Someone I trust deeply wants to me to do a Blog entry on the Death of
Common Sense. A trip to the UrgiCenter for a sore throat led to 2 hours
wait, and that is understandable, and forgivable, at 10 degrees below
zero, and flu and cold season in full scope on a holiday weekend.
This
person noted that there are no coat racks, no coat hooks, and almost no
toys, play areas and books for children to fuss over, with two hour
waits.
I can relate to this. I care for medical
clinics and have put in coat hooks, about 50 of them in the last year
because doctors, administrators, architects and project managers do not
see the clinics as do patients visiting it see clinics. When all are
bundled up, but are not in a lobby at 71 degrees, what does one do with
the coats? At the lab, in the exam rooms, and the infusion rooms, what
does one do with one's coat during the visit? Again, the death of common
sense, and it is getting worse everywhere.
What
I need to do is define common sense first. Nowadays, common sense is
really uncommon, good sense. People have always lived in packs, and
pack-living can make one think and make conclusions that are not safe,
sound, wise or humane. Idealism and study are great, but how something works in the real world requires that planners, the elite, ask for input from those in the real world that do the work, and make systems run. Elites regard common people as inferior amateurs so their input is not sought or regarded as desirable. The chasm is deep and wide. The ignored and wiser little people are on one side of the canyon, and the ruling, insular elites with their theories are on the other side of the canyon, impsoing structures, technologies and procedures upon society that may be good or completely ineffectual.

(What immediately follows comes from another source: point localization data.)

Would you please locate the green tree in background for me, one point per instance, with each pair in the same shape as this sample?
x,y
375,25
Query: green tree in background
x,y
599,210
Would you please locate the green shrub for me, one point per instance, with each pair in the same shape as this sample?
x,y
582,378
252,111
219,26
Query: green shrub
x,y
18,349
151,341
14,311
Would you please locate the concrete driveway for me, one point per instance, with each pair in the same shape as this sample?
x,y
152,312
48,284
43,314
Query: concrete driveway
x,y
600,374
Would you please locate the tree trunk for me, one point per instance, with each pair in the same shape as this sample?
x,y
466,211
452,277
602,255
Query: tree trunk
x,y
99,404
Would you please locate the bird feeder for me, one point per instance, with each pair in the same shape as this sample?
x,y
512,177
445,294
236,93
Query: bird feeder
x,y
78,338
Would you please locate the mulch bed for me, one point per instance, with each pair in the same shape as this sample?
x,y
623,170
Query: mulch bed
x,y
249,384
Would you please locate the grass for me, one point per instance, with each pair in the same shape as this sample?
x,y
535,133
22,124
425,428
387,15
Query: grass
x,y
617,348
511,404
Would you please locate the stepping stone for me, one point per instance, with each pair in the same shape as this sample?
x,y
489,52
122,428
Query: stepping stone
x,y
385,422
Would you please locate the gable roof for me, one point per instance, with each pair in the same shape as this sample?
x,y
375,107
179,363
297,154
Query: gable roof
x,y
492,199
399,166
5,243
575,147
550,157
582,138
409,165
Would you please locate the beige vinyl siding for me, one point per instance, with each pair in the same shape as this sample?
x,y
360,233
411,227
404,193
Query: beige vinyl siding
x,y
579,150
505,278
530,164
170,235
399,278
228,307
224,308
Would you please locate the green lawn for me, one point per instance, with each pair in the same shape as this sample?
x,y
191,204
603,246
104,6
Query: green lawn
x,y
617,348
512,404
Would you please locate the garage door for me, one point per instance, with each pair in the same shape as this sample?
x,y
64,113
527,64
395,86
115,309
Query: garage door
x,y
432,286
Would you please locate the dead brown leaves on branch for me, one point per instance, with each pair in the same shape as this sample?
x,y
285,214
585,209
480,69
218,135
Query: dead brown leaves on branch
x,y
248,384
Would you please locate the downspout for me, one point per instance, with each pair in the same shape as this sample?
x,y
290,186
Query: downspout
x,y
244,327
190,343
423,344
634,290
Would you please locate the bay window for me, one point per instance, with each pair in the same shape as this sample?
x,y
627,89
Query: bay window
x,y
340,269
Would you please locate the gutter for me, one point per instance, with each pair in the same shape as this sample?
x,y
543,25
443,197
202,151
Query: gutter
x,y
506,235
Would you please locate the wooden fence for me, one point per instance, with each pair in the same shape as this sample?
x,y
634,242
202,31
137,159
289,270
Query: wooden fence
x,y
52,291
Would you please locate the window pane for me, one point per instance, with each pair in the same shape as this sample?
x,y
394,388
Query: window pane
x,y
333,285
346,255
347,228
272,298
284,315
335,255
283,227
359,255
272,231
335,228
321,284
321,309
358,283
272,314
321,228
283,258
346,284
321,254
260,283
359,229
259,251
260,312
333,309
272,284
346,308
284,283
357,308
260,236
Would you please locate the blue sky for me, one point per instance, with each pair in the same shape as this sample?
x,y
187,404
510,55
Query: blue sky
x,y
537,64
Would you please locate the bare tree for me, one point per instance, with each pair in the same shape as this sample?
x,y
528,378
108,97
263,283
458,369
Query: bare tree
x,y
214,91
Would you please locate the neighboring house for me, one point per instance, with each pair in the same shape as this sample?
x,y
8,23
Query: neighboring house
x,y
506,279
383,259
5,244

America was built on individualism, capitalism
and Yankee ingenuity. From their hunches, their versatility of thinking,
their working with their hands, their deep worldly with-their-hands
working and interactions, they learned to adapt, to find workable
solutions, to use their powers of observation and rich living context in
the world to guide their judgment. And they were practical, and Hoffer
regards being practical as worldly oriented and rooted in everyday life.
There is a moderation and reasonableness, a prudential judgment wielded
by such average people. Such people have their feet on the ground, and
think in concrete, real-world ways to solve problems and grasp what is
at hand and what needs doing.
By contrast, millions of
people now go to college in very narrow, specialized fields. They are
brainwashed by Leftists universities to solve problems just one way, and
to have just one set of values. All are cogs in the hierarchy.

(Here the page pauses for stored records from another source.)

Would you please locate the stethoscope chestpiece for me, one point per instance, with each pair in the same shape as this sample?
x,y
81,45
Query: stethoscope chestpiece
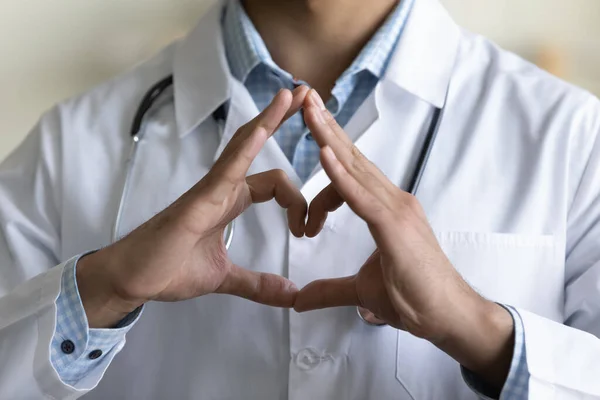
x,y
367,322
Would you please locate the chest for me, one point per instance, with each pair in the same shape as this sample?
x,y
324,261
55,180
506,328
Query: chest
x,y
492,200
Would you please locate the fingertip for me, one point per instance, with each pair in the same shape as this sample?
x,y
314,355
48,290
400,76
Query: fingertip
x,y
313,116
328,154
285,95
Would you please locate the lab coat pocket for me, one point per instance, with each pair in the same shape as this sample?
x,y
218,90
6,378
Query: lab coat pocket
x,y
524,271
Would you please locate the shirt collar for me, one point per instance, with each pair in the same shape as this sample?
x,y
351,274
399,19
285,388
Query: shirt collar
x,y
246,49
422,62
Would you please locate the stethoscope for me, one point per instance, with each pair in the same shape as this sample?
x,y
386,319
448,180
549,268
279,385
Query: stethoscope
x,y
137,132
159,88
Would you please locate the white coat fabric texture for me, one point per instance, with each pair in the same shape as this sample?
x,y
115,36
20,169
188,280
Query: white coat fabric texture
x,y
511,189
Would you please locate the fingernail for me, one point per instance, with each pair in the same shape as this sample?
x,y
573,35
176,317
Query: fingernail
x,y
329,152
291,287
317,99
318,115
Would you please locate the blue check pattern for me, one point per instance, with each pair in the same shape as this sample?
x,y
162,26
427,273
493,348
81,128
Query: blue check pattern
x,y
72,325
251,63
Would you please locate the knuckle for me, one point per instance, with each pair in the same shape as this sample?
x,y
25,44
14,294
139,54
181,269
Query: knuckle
x,y
279,174
355,151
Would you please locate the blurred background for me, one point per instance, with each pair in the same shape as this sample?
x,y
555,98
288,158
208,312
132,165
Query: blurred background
x,y
53,49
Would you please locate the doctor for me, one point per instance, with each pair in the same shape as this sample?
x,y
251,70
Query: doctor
x,y
495,267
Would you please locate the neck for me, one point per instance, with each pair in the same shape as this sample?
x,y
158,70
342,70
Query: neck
x,y
325,35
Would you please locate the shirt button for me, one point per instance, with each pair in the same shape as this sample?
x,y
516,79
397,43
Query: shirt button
x,y
67,346
308,359
95,354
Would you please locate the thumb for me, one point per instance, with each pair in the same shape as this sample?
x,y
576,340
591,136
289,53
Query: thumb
x,y
269,289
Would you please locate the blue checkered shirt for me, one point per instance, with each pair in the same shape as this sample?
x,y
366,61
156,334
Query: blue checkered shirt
x,y
251,63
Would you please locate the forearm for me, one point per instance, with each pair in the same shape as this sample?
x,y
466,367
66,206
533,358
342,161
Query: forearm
x,y
103,307
480,336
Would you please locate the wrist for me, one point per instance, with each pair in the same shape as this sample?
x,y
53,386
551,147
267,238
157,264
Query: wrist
x,y
103,306
480,336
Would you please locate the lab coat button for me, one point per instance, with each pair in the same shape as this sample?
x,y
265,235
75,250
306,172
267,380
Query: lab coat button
x,y
308,359
95,354
67,346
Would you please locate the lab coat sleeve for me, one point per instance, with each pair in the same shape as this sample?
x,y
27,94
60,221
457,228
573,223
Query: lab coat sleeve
x,y
563,359
517,381
30,269
89,351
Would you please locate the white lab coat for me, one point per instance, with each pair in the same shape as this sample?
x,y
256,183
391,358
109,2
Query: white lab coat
x,y
511,189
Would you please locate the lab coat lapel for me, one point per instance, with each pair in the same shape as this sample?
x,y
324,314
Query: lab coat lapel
x,y
382,129
242,109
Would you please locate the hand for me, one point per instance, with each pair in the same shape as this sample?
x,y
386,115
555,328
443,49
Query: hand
x,y
180,254
408,282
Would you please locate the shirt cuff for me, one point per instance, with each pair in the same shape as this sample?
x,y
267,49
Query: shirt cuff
x,y
516,386
76,350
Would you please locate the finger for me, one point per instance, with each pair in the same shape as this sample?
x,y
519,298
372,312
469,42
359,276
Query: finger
x,y
327,132
314,100
269,289
275,184
362,202
298,97
327,293
298,100
247,142
328,200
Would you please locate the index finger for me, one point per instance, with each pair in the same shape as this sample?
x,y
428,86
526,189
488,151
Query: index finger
x,y
269,289
327,293
249,139
327,132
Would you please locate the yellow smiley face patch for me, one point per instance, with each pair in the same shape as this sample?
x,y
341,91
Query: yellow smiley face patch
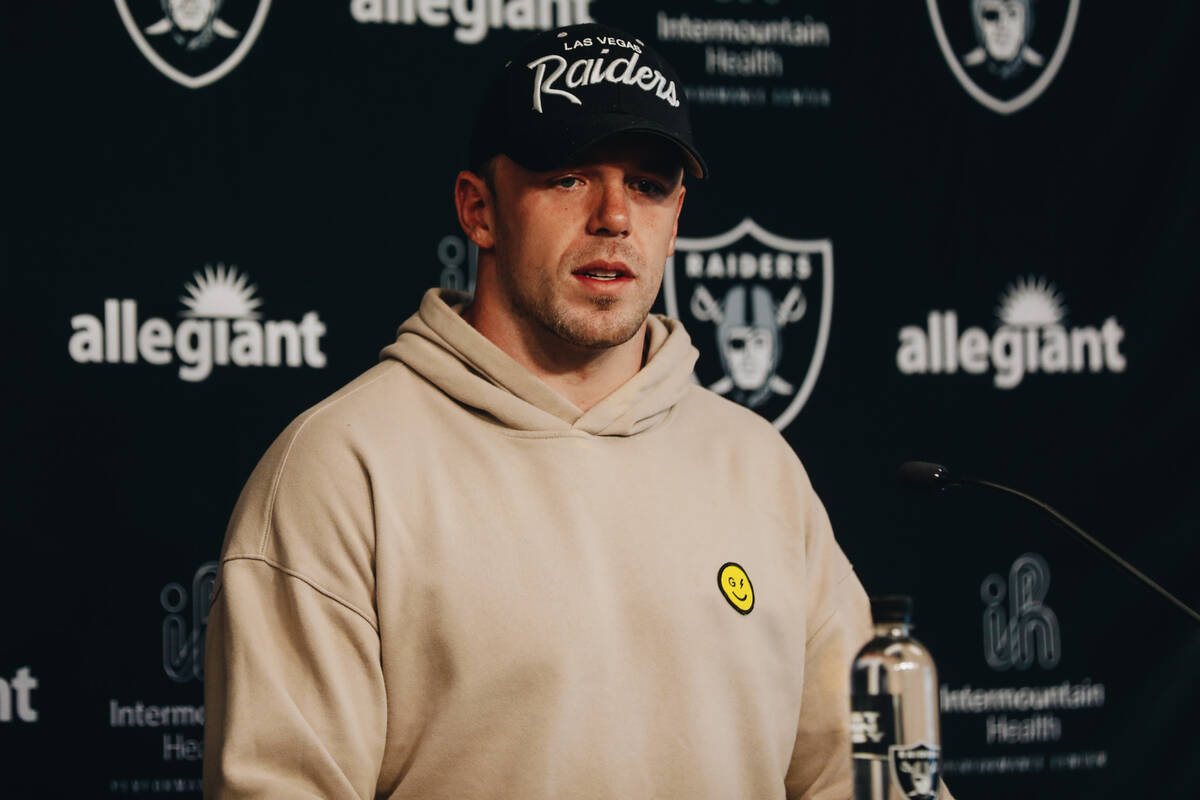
x,y
735,584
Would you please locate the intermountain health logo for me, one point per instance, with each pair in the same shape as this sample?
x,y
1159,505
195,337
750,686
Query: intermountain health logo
x,y
1030,338
193,42
768,300
473,19
185,624
220,328
1003,52
1018,626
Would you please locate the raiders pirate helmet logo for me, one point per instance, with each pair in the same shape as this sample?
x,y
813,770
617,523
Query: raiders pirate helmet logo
x,y
1003,52
193,42
759,308
916,769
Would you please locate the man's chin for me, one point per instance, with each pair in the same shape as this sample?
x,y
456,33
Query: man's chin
x,y
597,335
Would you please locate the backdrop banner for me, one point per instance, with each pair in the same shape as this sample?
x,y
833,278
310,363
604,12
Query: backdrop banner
x,y
961,230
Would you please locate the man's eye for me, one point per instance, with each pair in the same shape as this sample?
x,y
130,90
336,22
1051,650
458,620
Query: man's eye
x,y
649,187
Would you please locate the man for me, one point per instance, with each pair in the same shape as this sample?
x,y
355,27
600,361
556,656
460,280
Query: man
x,y
526,555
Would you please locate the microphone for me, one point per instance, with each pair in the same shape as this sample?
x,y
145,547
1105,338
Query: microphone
x,y
934,477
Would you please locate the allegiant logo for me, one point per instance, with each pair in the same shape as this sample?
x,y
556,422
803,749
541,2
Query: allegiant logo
x,y
221,328
1030,338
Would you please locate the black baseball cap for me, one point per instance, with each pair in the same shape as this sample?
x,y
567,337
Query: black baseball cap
x,y
571,86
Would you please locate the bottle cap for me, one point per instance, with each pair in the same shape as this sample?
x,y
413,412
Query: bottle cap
x,y
892,608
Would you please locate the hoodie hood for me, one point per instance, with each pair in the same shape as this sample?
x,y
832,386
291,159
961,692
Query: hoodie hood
x,y
443,348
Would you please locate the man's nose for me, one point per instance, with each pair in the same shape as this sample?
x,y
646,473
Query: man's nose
x,y
610,217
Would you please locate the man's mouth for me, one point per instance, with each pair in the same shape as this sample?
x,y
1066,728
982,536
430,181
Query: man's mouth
x,y
604,271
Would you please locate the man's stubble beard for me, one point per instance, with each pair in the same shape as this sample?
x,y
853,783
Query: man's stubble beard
x,y
607,323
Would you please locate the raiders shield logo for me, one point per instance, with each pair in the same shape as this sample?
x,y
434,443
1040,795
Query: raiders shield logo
x,y
1003,52
759,308
193,42
916,769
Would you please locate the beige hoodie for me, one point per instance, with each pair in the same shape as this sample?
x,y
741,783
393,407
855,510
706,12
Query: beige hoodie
x,y
447,582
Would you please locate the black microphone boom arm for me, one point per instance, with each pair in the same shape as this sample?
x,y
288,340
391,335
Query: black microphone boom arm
x,y
935,477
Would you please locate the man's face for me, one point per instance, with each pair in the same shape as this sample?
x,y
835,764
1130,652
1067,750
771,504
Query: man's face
x,y
580,251
1003,28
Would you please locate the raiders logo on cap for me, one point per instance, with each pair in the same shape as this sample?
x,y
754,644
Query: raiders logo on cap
x,y
571,86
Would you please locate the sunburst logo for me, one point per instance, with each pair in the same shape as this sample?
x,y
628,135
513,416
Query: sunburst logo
x,y
1031,338
220,328
221,294
1031,302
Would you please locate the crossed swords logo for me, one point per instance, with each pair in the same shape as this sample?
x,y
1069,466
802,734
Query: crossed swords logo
x,y
184,18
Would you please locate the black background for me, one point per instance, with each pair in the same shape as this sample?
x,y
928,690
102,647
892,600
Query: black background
x,y
322,167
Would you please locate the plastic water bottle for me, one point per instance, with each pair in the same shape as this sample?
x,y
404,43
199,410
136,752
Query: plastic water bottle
x,y
893,689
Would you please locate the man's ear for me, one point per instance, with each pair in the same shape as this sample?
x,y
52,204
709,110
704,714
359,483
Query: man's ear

Patriarchal values are eschewed and denounced. Rugged individualism,
independent thought and self-reliance are replaced by metrosexuality,
groupthink, group-living and increased dependency on the federal
government for everything, even a reason to live. Is it any wonder that
college educated people cannot think for themselves, think at all, or
think outside the box? The educational process has bled all the brains
out of them. They are clever and can spout ideology and the party line,
but that is not the same as original thinking and engaging in dialogue, or finding workable, efficient answers for real-world needs.
Now, we have children growing up in the cities, the suburbs and smaller
cities that have never worked with their hands. They do not do yard
work. They do not reroof a shed. They do not feed cattle, or repair
broken implements. They do not learn homemaking skills. They do not help
the parents and the family unit as carpenters, electricians, plumbers,
HVAC technicians, welders, mechanics and metal craft workers. They do
not haul rock, fix fence or cut firewood for the family boiler.
80
to 100 years ago young women and young men all over America lived and
worked with their hands as their parents did and had done. When such
young people had to solve the problems of everyday life, their good
sense, based in individualism, some level of independent thinking, a
grounded sense of life and living and their Christian upbringing
equipped them with the experience, wisdom and prudent judgment to do and
conclude the right way over basic living questions. Their group-living
might have distorted their group-thinking over national issues, but even
there the common people, at their best, had sound hunches of what to do
and what to believe to run their lives and their country. Our
traditional values gave them what they needed to arrive at common sense
conclusions to many problems.
Affluent children today,
doing nothing with their hands, not working in the business world, not
being reared as individualists, totally immersed in an electronic world,
will not be equipped to use common sense because their living conditions
do not permit or foster developing good sense, good judgment and
everyday matters and regarding right thinking to act and respond the
ethical way.
The cultural context is lacking to provide
children with the backdrop of rich worldly time and manipulation of
matter in physical world to give them the worldly skill, the street
smarts, and judgement to know intuitively what to do and how to act.
Some
always will lack good judgment, and many naturally possess this gift.
To some degree it can be learned and taught if those lacking it practice
prudence, self-control, moderation in all things, looking before
leaping, and individual-live. With these aids the level of individual
and communal uncommon, good sense can be strengthened and extended.